From its landmark debut, the Duesenberg Model J remains a high-water mark of Classic Era design and engineering excellence. Famously, when news first broke of its upcoming launch in 1928, even trading was halted on the floor of the New York Stock Exchange. The Model J was priced from $8,500 for the bare chassis alone and, when fitted with bodywork and ready for delivery to the customer, it was America’s grandest and most expensive car by far. The Model J was publicly unveiled at the 1929 New York Auto Show with seven examples on display. Available for individual order with a multitude of stunning available bodies from the world’s most respected custom coachbuilders of the era, the delivered price of many Duesenberg Model Js approached $20,000, a truly staggering sum at a time when the typical new mass-produced family car cost only about $500. Famously, its magnificent specifications, luxury and regal proportions inspired the popular-culture expression, “It’s a Duesy,” which remains in wide use today.
Few could argue the car's features did not support its lofty price. In fact, the Model J's specifications sound current even today: the 265 horsepower engine was an engineering marvel with double overhead camshafts, four valves per cylinder, hemispherical combustion chambers and eventually, an optional supercharger with power-assisted hydraulic brakes for stopping power. With two available wheelbase lengths measuring 142.5 and 153.5 inches respectively, the Model J carried some of the most opulent custom coachwork of the time, while providing remarkably strong performance and excellent driving dynamics that remain impressive even by today’s standards. Speaking of performance, including a top speed of 112-116 mph, Duesenberg historian J.L. Elbert wrote, “The owner of a Duesenberg, whether his was a 5,250-pound sport phaeton or a stately limousine tipping the scales at 6,750-pounds, was passed only when he was willing to be passed.”

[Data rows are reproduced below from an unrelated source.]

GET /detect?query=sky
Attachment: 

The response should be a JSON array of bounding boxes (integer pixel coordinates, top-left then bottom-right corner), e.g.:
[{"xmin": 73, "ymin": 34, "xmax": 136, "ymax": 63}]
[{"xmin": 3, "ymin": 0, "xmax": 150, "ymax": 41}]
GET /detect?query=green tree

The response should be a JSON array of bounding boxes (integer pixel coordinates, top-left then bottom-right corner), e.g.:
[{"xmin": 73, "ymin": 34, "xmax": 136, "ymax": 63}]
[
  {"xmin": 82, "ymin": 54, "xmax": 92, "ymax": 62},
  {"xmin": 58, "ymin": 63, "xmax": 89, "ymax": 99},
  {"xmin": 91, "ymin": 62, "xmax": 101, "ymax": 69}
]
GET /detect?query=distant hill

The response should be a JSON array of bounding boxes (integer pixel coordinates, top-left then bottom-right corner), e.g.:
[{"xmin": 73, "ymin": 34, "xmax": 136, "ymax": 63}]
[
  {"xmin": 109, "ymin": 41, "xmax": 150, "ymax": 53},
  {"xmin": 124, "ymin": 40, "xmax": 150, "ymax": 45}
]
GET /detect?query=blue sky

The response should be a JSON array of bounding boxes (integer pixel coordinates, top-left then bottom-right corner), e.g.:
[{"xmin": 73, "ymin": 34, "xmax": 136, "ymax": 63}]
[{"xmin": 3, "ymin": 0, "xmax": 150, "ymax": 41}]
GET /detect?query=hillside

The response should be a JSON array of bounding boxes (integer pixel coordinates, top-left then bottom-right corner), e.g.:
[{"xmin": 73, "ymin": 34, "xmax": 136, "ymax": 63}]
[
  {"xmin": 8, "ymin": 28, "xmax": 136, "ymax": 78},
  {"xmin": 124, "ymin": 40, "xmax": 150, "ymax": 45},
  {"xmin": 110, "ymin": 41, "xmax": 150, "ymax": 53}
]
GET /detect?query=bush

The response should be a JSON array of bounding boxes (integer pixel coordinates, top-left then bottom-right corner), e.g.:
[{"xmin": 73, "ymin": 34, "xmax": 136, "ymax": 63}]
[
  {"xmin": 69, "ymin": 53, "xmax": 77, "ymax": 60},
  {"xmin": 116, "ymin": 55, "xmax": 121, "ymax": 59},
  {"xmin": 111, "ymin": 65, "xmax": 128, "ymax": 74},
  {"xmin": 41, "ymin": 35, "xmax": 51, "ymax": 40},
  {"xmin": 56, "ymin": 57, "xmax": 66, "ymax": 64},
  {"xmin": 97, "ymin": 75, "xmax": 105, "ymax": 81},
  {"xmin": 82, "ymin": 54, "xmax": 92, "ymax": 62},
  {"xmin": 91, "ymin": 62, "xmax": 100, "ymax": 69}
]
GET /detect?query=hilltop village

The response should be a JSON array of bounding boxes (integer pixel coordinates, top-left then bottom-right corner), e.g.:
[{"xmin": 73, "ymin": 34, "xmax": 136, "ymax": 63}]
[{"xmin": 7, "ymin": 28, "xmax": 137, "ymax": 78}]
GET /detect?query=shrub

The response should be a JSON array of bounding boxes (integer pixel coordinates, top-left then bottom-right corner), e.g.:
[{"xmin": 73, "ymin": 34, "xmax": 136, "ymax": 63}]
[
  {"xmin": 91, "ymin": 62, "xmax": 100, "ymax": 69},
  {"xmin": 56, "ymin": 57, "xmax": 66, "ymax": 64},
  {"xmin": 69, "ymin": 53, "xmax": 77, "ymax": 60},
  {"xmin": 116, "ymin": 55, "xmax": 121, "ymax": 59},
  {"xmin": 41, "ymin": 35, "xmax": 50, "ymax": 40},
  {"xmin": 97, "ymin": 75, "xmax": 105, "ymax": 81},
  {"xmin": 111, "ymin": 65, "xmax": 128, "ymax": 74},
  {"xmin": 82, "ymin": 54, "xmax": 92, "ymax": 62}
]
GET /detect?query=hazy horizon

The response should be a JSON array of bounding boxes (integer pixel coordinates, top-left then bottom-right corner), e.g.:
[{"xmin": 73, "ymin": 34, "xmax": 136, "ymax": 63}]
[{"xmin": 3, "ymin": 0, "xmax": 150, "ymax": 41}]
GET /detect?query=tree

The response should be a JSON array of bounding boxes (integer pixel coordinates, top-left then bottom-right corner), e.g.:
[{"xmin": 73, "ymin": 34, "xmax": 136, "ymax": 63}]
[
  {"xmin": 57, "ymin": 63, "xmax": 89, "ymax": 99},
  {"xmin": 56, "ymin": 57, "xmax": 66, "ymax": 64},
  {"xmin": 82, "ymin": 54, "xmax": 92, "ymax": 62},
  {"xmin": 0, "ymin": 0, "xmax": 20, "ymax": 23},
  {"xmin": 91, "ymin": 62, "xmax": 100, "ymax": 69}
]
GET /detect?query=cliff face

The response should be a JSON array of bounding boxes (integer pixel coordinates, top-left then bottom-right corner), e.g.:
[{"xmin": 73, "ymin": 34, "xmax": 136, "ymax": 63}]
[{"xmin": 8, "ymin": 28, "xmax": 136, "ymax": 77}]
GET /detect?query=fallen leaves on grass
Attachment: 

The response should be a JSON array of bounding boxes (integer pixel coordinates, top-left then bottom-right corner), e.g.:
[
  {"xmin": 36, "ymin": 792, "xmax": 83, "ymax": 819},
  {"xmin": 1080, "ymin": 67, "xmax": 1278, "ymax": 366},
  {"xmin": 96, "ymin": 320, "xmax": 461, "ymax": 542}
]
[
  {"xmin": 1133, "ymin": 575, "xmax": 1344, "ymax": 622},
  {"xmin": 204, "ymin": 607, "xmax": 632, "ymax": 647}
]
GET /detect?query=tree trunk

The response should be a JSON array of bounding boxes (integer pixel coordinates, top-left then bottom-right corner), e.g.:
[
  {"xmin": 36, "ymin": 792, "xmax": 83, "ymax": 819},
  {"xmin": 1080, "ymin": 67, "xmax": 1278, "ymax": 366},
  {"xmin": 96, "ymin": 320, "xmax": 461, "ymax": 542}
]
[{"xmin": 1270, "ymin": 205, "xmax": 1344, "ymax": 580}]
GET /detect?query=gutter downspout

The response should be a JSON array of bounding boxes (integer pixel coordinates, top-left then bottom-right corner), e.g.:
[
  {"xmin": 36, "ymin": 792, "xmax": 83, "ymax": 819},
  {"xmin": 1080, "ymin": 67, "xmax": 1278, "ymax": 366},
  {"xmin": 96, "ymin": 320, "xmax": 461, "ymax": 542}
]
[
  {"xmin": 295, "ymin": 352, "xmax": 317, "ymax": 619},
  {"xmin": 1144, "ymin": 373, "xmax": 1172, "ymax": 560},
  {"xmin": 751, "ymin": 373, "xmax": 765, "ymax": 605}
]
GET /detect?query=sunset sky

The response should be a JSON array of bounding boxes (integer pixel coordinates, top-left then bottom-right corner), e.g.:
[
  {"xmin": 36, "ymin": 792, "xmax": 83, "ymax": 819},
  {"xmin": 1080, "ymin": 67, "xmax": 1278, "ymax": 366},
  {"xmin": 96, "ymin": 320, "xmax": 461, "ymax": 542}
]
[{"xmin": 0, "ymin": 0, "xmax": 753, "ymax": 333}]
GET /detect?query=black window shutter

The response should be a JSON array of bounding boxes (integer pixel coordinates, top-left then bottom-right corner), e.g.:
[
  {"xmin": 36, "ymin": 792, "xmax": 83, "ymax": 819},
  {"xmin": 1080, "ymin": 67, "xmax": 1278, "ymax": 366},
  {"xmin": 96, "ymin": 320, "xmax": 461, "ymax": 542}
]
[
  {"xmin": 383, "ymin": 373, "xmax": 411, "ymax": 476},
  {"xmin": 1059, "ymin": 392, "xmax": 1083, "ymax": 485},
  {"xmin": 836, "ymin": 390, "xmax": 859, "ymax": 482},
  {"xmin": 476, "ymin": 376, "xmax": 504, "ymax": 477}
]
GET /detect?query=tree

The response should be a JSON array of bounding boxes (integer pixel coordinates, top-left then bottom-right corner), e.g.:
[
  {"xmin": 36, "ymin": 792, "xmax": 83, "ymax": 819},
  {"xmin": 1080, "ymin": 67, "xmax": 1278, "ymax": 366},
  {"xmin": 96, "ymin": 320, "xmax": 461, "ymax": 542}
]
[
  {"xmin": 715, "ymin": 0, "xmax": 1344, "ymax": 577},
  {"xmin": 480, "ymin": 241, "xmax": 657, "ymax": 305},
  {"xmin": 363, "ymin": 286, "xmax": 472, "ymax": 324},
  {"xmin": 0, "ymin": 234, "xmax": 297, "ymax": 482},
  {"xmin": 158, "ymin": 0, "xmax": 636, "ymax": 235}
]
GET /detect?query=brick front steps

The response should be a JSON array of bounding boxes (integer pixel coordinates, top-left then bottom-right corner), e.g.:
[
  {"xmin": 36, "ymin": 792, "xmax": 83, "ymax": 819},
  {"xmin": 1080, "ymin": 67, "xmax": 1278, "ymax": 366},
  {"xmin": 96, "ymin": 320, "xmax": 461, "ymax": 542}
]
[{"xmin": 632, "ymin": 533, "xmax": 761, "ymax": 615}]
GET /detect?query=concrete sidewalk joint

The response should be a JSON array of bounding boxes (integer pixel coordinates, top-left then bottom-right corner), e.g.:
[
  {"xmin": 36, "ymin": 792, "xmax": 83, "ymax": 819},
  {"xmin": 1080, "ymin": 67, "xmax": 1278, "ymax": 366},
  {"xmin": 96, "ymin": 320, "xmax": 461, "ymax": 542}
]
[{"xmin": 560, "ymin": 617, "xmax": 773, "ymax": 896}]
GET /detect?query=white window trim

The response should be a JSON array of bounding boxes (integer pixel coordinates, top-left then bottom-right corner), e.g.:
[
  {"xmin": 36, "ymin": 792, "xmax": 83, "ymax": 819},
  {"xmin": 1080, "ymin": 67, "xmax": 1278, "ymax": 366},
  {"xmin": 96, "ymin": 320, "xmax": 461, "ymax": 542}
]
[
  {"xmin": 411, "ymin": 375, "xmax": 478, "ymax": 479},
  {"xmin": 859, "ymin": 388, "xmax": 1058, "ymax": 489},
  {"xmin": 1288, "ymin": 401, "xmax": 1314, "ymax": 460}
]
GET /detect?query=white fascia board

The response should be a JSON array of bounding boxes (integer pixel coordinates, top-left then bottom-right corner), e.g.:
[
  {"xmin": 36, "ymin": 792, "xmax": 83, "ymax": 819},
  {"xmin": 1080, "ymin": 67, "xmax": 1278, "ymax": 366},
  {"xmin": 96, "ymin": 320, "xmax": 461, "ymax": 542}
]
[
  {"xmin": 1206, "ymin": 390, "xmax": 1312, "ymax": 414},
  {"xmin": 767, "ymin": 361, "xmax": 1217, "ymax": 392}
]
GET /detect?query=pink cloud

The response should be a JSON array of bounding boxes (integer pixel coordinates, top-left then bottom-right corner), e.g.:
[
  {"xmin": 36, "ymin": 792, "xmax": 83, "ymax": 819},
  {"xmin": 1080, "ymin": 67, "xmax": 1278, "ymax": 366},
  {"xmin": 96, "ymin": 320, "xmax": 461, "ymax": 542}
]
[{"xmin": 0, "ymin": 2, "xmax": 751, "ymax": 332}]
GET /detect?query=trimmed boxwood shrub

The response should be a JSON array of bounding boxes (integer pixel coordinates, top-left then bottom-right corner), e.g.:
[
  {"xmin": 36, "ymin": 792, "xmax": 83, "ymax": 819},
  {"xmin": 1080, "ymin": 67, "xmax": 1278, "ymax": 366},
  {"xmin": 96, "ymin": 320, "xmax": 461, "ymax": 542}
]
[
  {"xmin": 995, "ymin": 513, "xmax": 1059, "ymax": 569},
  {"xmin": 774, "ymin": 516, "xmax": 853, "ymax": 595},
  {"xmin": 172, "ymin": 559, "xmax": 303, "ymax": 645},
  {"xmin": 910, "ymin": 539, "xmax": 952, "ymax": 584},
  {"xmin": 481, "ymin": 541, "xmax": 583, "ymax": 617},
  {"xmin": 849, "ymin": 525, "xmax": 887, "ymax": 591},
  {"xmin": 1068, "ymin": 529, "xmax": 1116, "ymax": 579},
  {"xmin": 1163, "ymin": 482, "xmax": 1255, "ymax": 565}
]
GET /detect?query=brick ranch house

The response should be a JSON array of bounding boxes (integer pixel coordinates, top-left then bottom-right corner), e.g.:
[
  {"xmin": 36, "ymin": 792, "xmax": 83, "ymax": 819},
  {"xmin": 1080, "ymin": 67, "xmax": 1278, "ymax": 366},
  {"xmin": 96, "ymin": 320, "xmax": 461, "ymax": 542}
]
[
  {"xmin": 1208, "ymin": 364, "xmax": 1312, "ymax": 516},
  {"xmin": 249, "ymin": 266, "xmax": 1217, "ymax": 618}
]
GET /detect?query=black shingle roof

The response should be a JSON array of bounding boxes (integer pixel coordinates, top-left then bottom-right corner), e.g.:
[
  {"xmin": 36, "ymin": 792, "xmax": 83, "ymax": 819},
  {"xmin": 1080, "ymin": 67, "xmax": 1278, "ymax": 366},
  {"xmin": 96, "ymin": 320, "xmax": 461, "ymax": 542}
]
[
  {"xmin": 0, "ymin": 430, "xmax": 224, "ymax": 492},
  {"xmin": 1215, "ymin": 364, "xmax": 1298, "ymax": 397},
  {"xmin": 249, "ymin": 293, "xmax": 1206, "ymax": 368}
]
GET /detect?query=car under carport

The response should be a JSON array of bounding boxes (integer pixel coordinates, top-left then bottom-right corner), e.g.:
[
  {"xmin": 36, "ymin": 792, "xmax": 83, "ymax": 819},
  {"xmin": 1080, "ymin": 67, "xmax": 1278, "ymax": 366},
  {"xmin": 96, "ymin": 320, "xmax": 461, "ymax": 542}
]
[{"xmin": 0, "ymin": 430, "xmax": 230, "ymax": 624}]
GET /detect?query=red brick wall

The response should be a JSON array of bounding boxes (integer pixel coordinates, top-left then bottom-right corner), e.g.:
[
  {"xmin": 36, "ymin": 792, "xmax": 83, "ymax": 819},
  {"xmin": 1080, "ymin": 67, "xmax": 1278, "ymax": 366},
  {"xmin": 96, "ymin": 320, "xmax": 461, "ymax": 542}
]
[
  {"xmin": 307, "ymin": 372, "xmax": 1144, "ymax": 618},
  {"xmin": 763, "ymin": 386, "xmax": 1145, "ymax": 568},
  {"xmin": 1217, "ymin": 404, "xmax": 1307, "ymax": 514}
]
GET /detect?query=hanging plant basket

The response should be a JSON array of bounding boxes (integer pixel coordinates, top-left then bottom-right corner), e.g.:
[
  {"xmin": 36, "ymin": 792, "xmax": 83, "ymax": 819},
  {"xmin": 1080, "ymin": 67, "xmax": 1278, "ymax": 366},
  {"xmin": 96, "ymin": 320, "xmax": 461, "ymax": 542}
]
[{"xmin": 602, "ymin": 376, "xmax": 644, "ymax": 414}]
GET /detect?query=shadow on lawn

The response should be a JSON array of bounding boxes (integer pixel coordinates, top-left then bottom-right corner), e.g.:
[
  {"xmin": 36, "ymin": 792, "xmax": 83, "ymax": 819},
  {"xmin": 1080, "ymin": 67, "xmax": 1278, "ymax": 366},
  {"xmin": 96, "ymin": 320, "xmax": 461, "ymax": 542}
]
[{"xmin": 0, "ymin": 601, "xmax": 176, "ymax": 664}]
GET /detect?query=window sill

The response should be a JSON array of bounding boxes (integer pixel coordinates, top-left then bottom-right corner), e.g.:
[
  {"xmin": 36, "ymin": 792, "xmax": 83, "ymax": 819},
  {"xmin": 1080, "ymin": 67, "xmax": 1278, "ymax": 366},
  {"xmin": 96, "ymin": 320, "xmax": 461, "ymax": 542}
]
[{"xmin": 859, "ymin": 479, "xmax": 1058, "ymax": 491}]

This handsome 1929 Duesenberg Model J, Chassis 2143, is a particularly fascinating example retaining its original engine (J-118), chassis and body. Provenance is fascinating and well-known among the Duesenberg faithful. Following completion of the chassis, it was shipped to the Derham coachworks in Philadelphia, Pennsylvania to receive its custom sedan coachwork. Interestingly, 2143 is quite possibly the first Model J fitted with Derham-built coachwork. The first owner was Santa Barbara, California resident Art Keil, who retained ownership of the Duesenberg until the mid-1930s following a return passage from Catalina Island when it fell overboard into the Santa Barbara Channel. Recovery was possible due to the shallow water but rather than rebuild the car, Kiel sold 2143 to Coca-Cola President M.K. Barbee, who had the mechanicals rebuilt and updated the body, a common practice in the period. He enlisted noted coachbuilders Bohman & Schwartz to carry out the changes. Among the modifications were a lowered roof, skirted rear fenders, “waterfall” grille and streamlined, bullet-shaped headlights. Additionally, Barbee specified a repaint in black with matching blackwall tires.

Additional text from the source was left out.